It is said that musicians are very prone to the composition of music in dream. It was thus that Tartini wrote the Devil’s Sonata. The most unmusical are often haunted by scraps of tune that no effort will banish. Airs are composed in dream which are remembered upon waking. Perhaps it is not that music is more the subject of dream than other mental creations, but it is the most capable of being retained by the mind and expressed after the dream has vanished. My own experience of this capacity of the dreaming mind has been to myself very surprising; but perhaps the like may have occurred to others, although not recorded. Some time ago I dreamed that I was present and heard as well as witnessed the performance of an entire opera of my own composing. The strange part of it was that I am not a musician and never composed a bar of music in my life. I have a bad musical ear and no musical memory. Yet did my utterly unmusical mind in the dream compose the whole of an opera in two acts, overture and all, with a full band and half a dozen characters, each acting his own part, and the stage, the scenery, machinery and decorations, as perfect as any I have ever beheld and enjoyed at Covent Garden. Certainly it was not a mere dream of a dream. What other solution is there than this—and it is sufficiently marvellous—that my mind, free to act without the incumbering trammels of the sleeping body and exercising its unfettered faculties far beyond their capacity in waking life, had made me a musician, a dramatist, an actor, a painter—for all these that mind was in the invention and performance of that dream? If that mind or Soul be nothing more than the material form, or a function of that form, how comes it that it is more active and that its faculties are more exalted when the body, of which it is said to be a part, is asleep? If the mind or soul be a part of the body, or, as the Materialists contend, a mere function of the body, it ought, according to all known laws of science, to be sleeping with the body, or at least its activity and capacity ought not to increase in proportion as the activity and capacity of the body decrease.

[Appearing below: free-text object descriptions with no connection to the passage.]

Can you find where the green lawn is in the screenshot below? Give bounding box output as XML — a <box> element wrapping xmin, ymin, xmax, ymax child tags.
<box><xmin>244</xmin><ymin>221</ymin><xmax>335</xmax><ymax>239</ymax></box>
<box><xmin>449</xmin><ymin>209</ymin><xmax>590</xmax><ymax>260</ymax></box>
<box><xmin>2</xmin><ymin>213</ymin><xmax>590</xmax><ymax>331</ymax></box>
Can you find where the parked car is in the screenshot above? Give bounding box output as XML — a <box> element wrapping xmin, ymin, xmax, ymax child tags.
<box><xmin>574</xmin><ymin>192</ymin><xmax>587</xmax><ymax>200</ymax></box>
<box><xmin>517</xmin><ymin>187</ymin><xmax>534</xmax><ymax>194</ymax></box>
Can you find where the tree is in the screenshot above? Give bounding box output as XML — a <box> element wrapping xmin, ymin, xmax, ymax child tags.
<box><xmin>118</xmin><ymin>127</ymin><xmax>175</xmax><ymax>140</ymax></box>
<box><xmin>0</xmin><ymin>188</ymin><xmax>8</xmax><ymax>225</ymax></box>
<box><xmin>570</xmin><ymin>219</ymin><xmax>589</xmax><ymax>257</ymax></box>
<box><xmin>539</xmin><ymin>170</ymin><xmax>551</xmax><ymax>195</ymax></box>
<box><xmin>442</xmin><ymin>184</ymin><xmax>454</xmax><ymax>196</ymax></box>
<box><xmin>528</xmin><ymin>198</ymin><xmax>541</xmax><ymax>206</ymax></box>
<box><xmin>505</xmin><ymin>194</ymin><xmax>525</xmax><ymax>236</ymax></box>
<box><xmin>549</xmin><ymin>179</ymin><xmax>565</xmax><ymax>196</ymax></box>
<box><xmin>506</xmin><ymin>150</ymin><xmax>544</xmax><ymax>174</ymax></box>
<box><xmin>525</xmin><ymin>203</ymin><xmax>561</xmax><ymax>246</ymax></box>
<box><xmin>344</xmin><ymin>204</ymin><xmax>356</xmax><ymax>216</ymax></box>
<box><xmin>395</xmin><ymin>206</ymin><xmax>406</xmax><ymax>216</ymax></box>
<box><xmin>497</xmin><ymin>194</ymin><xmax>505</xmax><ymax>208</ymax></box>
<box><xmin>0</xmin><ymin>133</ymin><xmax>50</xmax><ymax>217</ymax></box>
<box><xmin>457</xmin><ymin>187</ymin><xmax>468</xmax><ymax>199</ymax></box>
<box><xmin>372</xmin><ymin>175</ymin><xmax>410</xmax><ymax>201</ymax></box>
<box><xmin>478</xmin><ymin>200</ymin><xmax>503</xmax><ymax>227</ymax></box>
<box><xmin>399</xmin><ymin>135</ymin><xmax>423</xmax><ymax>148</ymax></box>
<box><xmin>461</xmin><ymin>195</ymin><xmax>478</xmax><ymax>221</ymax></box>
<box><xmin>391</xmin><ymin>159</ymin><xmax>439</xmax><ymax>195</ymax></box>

I have here used the term “Mind,” because it is familiar to the reader, and any other name would mislead by the prejudices that attach to it. But I must be understood as intending by that term the thing, whatever it be, which, in the Mechanism of Man, directs and controls it intelligently, whether it be called Soul or Mind, and if it be a distinct entity, as Psychology contends, or only the product of the material structure, as the Materialists assert. This, indeed, is the great problem of this age, to be solved, not by dogmatic assertions, but by scientific proof.
There are many other Phenomena of Dream of less interest or importance, the description of which would occupy many pages; but those above will suffice for the purposes of this monograph.
CHAPTER XI.
CONCLUSIONS.
This view of the Physiology and Psychology of the very familiar but very marvellous condition of Sleep and Dream seems to conduct the inquirer to some conclusions, whose importance and interest it would be impossible to exaggerate; for, if there be any truth in them, they point directly to revelations of the hidden structure of the Mechanism of Man, which have been taught as a dogma and accepted as a faith, but for the proof of which by science as a fact in nature evidence has hitherto been wanting.
The condition of Sleep indicates a dual structure—that mind and body are not one, as the Materialists teach; for when the body sleeps the mind is awake, and often the mind is more active and more able when it is thus partially released from the burden of the body.
In sleep the phenomena of dream exhibit this independence of the body yet more powerfully. The mind lives a life of its own, with its own measurements of time and space, so different from those to which it is limited by the material structure of the body.
Self-consciousness is preserved in dream while the mind is inventing a whole drama of events and persons, so that we contemplate the work of the mind as if it was something existing without. This proves that the contemplating consciousness is something other than the thing contemplated. The “I” that views and remembers the action of the brain (which is the material organ of the mind) cannot be the brain itself, nor the mind itself, but must be something distinct from either, although intimately associated with both.
That conscious and contemplating something is the thing—the entity—the “I”—the “You”—the being—the individual—which may be called “Soul” or “Spirit,” or by any other name, but which we intend to designate when we use those terms.